With reflection I've sadly come to the conclusion that the basic premise of today's higher education training does not serve the best interests of the enrolled dancer.  The four year program of rotating classes on a semester basis, along with rotating teachers, complete with the madness of administrating the academic paths of dozens or even hundreds of dancers through individual schedules, just does not develop the highest level of training that a budding artist requires as a springboard to a productive dance career.

Most university dance programs are based in a schedule that changes on a semester basis (basically 15 weeks).  Meaning that a student acquires knowledge for 15 weeks, and then is often sent to a new teacher (and a new approach) in the following semester, or into a different form of dance altogether.  (When I was a professor at the Univ of California, Irvine, we were on a quarter system that broke classes into 10 week sessions!)  The rapidity of this change does not allow the student to learn all that he or she could from a master teacher.  It takes much longer than 10-15 weeks to gain a solid foundation in a movement technique of substance.  The result after four years is a ricochet dance experience, and a dancer who may be
relatively adept at one form but more likely is only moderately adept at nearly all forms that have been studied.

I know from my own experience that I've trained for multiple years, if not decades, with master teachers, and it took THAT long in order to learn, master, and internalize the depth of their wisdom.  One semester with Matt Mattox?  A dancer could not adequately master the information Mattox has coalesced in his full life time of dance in just 15 weeks.  The same could be said of learning Horton technique, Balanchine's approach to ballet, etc.  Or to be mentored as a choreographer...one semester of choreography classes will not allow a dancer to be properly guided by another master of choreography.

An example of what I am saying came this morning, in a Facebook video post by tap dancer Karen Prunzik.  She discussed how she studied with tap dance master
Paul Draper for years and years, often in one on one sessions.  He challenged her and brought her to a level of ability that would not be possible in just 15 weeks with the master.  And then in another video, Karen presented one of her young students, who had been studying with her for eleven years.  And the student was highly skilled.  Would this have happened if the student studied with Karen for one or even two semesters??  Of course not.

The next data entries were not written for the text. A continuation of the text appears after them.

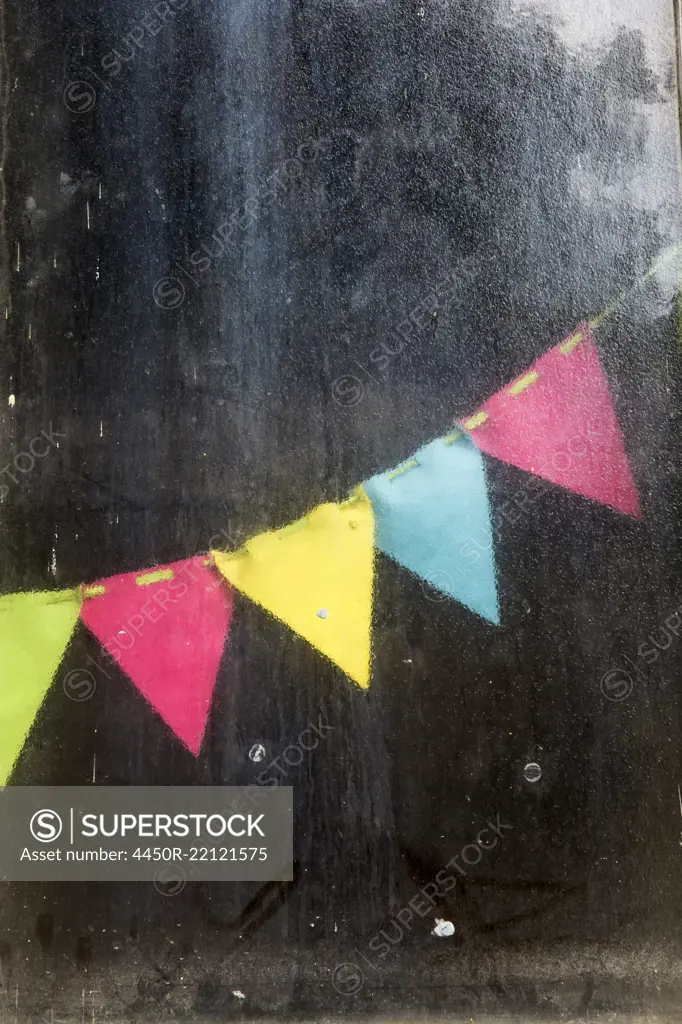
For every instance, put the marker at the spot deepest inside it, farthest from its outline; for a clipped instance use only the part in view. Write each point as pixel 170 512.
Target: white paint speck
pixel 443 929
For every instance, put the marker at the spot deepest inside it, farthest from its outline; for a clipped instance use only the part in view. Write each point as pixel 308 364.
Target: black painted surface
pixel 449 132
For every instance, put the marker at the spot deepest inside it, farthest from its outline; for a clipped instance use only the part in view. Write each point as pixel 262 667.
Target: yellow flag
pixel 35 630
pixel 316 576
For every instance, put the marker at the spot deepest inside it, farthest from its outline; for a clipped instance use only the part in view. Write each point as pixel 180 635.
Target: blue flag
pixel 432 516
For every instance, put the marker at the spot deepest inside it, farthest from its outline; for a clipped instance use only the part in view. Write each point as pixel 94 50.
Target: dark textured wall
pixel 451 137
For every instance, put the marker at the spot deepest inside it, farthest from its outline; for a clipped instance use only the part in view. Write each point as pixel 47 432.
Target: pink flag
pixel 557 421
pixel 166 628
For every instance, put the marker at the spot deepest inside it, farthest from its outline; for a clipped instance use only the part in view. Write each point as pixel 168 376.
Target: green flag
pixel 34 632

Its taken me decades to learn my craft, with masters like Paul Draper, Matt Mattox, Bob Audy, Billy Siegenfeld, and more.  When I say I studied with them, I mean that I spent five, ten, or even over twenty years learning from a master.  I didn't take for a few months, and then state "I've studied with this dance teacher."  But with that extended amount of exposure, I've acquired a large part of their wisdom and now that wisdom informs my own approach in dance and choreography.  Its that level of mentorship, over years and decades, that has given my important tools for success.

To me, the best way to learn is to indenture yourself to a master artist/teacher for many years, taking time to properly learn a significant form of dance.  Not to have rotating semesters with different teachers, and different approaches.

Here is a fun story that I often tell my students.  One that is comic, yet so appropriate.  In the 1980s movie
City Slickers, actor Billy Crystal has signed up for a two week trail drive with a crusty old cowboy named Curly, played by Jack Palance.  Crystal works in the city, has a bad marriage, and shows all of the signs of a mid-life crisis - basically feeling that he does not know where to find happiness.  He rides with Curly, alone in the grasslands, and admires what he perceives of Curly - that Curly has found a purpose in life, and that the purpose has brought him happiness.  Curly asks "Do you know the secret of finding happiness?"  Curly continues by holding up one finger and saying "Just one thing."  Fueled by possibly discovering the secret, Crystal implores "What is the one thing??"  Curly laughs and falls back, saying "Well, you have to figure that out for yourself!"

What I try to impart to my students is that finding ONE thing that you love, and becoming a master at it, and living a life wrapped in that one thing, is a way to finding happiness and satisfaction.  Not trying to do ten things at once, and in the process not mastering one of them.  Rather you should identify something of deep personal importance, and then make that thing a dominant part of your personality and life's work.  To me, that is something of extreme value to dance education, and something that is missing in today's education.  Yes, dancers must be versatile...
but dancers still must be a master of at least ONE significant form of dance.  And to do that, it takes years or even decades of study...not just a college semester or two.  Maybe someday our academic dance programs will include a "mentorship" program, where a student stays with a master teacher for at least two years of technique, repertory, and choreography classes.  I think doing this will produce more accomplished dance artists, and dancers who are happier with their dance career experiences.